28 août 2014 • Opinion •
Alors que la rentrée s’annonçait déjà suffisamment compliquée avec une situation géopolitique à très hauts risques, une conjoncture économique anémique et une situation budgétaire problématique, les acteurs de la crise politique française pointent du doigt, une fois de plus, l’« Europe » comme responsable de l’incapacité de la France à se réformer. Une rengaine qui cache mal un refus persistant de poser les bonnes questions…
Que ce soient les propos du Président Hollande devant les Ambassadeurs, ceux des responsables de la majorité, y compris les bouffonneries d’Arnaud Montebourg, ou encore le discours de rentrée de François Fillon, tous épinglent la nécessité absolue d’une réforme de l’Europe, appelant de leurs vœux un renforcement de la « solidarité » des 28 pays membres de l’Union et proclamant leur attachement indéfectible à sa construction. Tous considèrent, en parallèle aux efforts à consentir par les français, la réforme de l’Europe comme condition sine qua non du redressement de la France. Là s’arrête le consensus apparent !
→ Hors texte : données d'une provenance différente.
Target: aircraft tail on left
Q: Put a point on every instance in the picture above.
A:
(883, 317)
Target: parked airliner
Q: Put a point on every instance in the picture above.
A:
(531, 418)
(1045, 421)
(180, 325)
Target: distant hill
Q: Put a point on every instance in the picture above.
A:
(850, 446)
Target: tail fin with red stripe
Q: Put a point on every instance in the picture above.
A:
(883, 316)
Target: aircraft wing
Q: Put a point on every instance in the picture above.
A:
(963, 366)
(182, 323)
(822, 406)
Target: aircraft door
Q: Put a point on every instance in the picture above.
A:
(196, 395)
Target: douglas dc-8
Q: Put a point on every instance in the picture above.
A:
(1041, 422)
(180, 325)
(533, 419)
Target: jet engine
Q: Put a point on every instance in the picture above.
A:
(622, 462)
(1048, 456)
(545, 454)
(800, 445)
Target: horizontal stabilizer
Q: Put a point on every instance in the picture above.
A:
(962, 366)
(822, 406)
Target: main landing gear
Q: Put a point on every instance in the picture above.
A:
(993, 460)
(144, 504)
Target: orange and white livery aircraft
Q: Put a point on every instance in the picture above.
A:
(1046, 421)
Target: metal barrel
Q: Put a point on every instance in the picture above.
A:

En effet, Hollande et Fillon insistent sur un partage plus équitable du fardeau « disproportionné » supporté par la France en matière de défense, notamment le coût des interventions militaires et de la nécessité d’y associer l’ensemble des Pays membres. Ce dossier, étroitement lié à celui d’une politique étrangère commune implique, par construction, des transferts de souveraineté considérables dans ces domaines « régaliens » par excellence. Tant que ces « exigences » de réforme ne s’accompagnent pas de propositions concrètes – par exemple l’abandon du siège français au Conseil de Sécurité de l’ONU au profit de l’Union et l’existence d’une architecture qui soumette l’ensemble des Membres participants aux décisions – ces appels, aussi cohérents soient-ils, resteront lettre morte et ne serviront que d’excuses pour camoufler le manque de réformes structurelles internes dont le pays a besoin.
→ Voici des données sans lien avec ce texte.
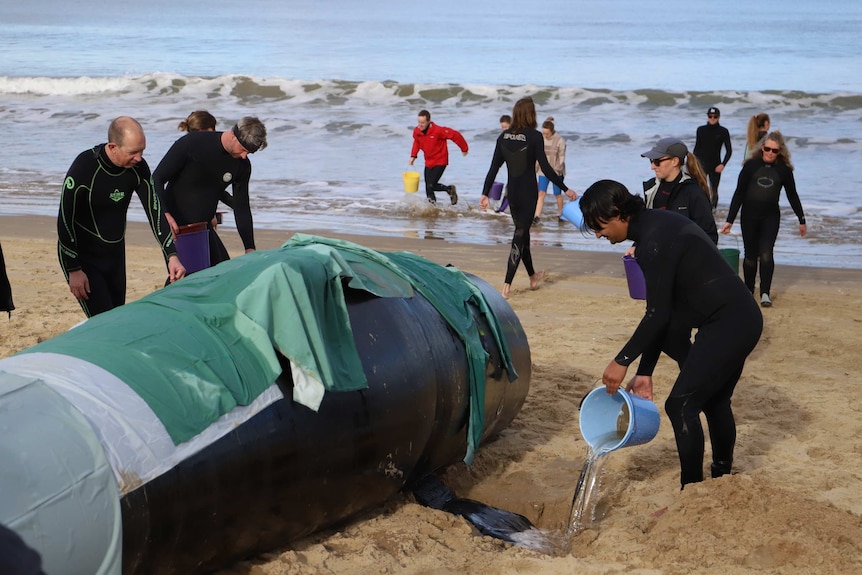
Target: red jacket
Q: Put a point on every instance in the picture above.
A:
(433, 143)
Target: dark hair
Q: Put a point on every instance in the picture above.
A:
(605, 200)
(198, 121)
(251, 133)
(524, 115)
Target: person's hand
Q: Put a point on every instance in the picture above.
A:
(79, 284)
(175, 229)
(640, 385)
(176, 270)
(613, 376)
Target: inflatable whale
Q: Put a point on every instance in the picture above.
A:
(251, 404)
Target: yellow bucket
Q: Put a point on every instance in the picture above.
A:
(411, 182)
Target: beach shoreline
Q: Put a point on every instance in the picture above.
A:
(792, 506)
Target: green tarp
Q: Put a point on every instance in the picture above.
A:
(198, 348)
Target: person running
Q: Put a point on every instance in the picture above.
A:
(432, 140)
(688, 286)
(679, 184)
(758, 127)
(757, 192)
(520, 147)
(707, 149)
(555, 151)
(91, 225)
(194, 174)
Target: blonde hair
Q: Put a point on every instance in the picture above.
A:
(198, 121)
(756, 125)
(778, 138)
(695, 170)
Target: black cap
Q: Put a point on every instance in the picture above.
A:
(667, 147)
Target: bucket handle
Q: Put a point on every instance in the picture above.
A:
(734, 236)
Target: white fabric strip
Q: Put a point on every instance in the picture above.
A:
(136, 443)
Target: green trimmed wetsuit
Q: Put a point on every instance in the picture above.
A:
(91, 225)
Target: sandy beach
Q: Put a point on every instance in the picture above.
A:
(793, 506)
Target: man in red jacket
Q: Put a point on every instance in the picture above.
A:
(431, 139)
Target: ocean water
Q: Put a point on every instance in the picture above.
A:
(339, 84)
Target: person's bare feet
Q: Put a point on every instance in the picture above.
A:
(536, 279)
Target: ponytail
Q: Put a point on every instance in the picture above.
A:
(695, 170)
Il en va de même dans le domaine économique : réorienter les politiques de l’Union en matière d’investissements, de recherche, d’innovation, ou appeler à œuvrer à la croissance et à la lutte pour l’emploi n’a de sens – que ce soit au niveau des 28 ou seulement de l’UEM – que si les moyens financiers nécessaires sont dégagés. Ceci implique, de nouveau par construction, une mutualisation du financement de ressources communes (budget) – préalable à celle d’un endettement commun (eurobonds) – et donc le parachèvement de l’UEM avec son lot de transferts supplémentaires de souveraineté. Comme en matière de défense et de politique étrangère, cela requiert que les participants se soumettent aux décisions prises par les organes chargés d’exécuter les programmes décidés en commun. Faute de reconnaître le caractère « fédéraliste » de la solidarité demandée, ces « exigences », dont le Président Hollande se fait le champion, demeureront au niveau de l’incantation sans la moindre chance de déboucher sur des résultats concrets.
Il faut se réjouir de ce que l’ensemble de ces appels à réformer, qu’ils viennent de la majorité ou de l’opposition, vont tous dans la direction de « plus d’Europe ». Malheureusement, face à cette évidence, l’opinion publique est devenue de plus en plus méfiante vis-à-vis d’une Europe taxée trop souvent par ses propres décideurs d’être la cause principale des difficultés rencontrées. Il est loin d’être certain que la classe politique conserve la crédibilité nécessaire pour faire accepter son nouveau « credo » par les citoyens de plus en plus séduits par les appels mortifères des sirènes nationales-populistes.
Une condition nécessaire à la réussite de la réforme est d’arriver à un consensus préalable au niveau français sur les objectifs à atteindre, créant un clivage irréversible entre ceux qui défendent l’avenir de la France au sein de l’Union et ceux qui prônent le retour à une souveraineté nationale sans partage. Si à l’occasion de la récente crise politique, le gouvernement à clarifié son cap économique, la controverse continue à faire rage au sein de la gauche entre les partisans d’une politique de l’offre et ceux qui veulent une relance par la demande. Au sein de l’opposition à droite, le clivage entre européistes et souverainistes est tout aussi profond, de telle sorte que la France a peu de chances de se faire entendre au niveau européen si elle se révèle incapable de résoudre d’abord ses propres contradictions.
Une autre condition, éventuellement plus difficile à rencontrer, est d’accepter que dans une Europe réformée et démocratique, l’influence de la France soit définie non par la grandeur de son autosatisfaction mais doit plutôt découler de sa contribution à l’ensemble (soit environ 13% de la population). Il conviendra évidemment de tenir compte aussi de qualité indéniable des contributions spécifiques que la France peut apporter sur le plan politique, économique, scientifique, culturel et humain que lui confère sa longue et prestigieuse histoire.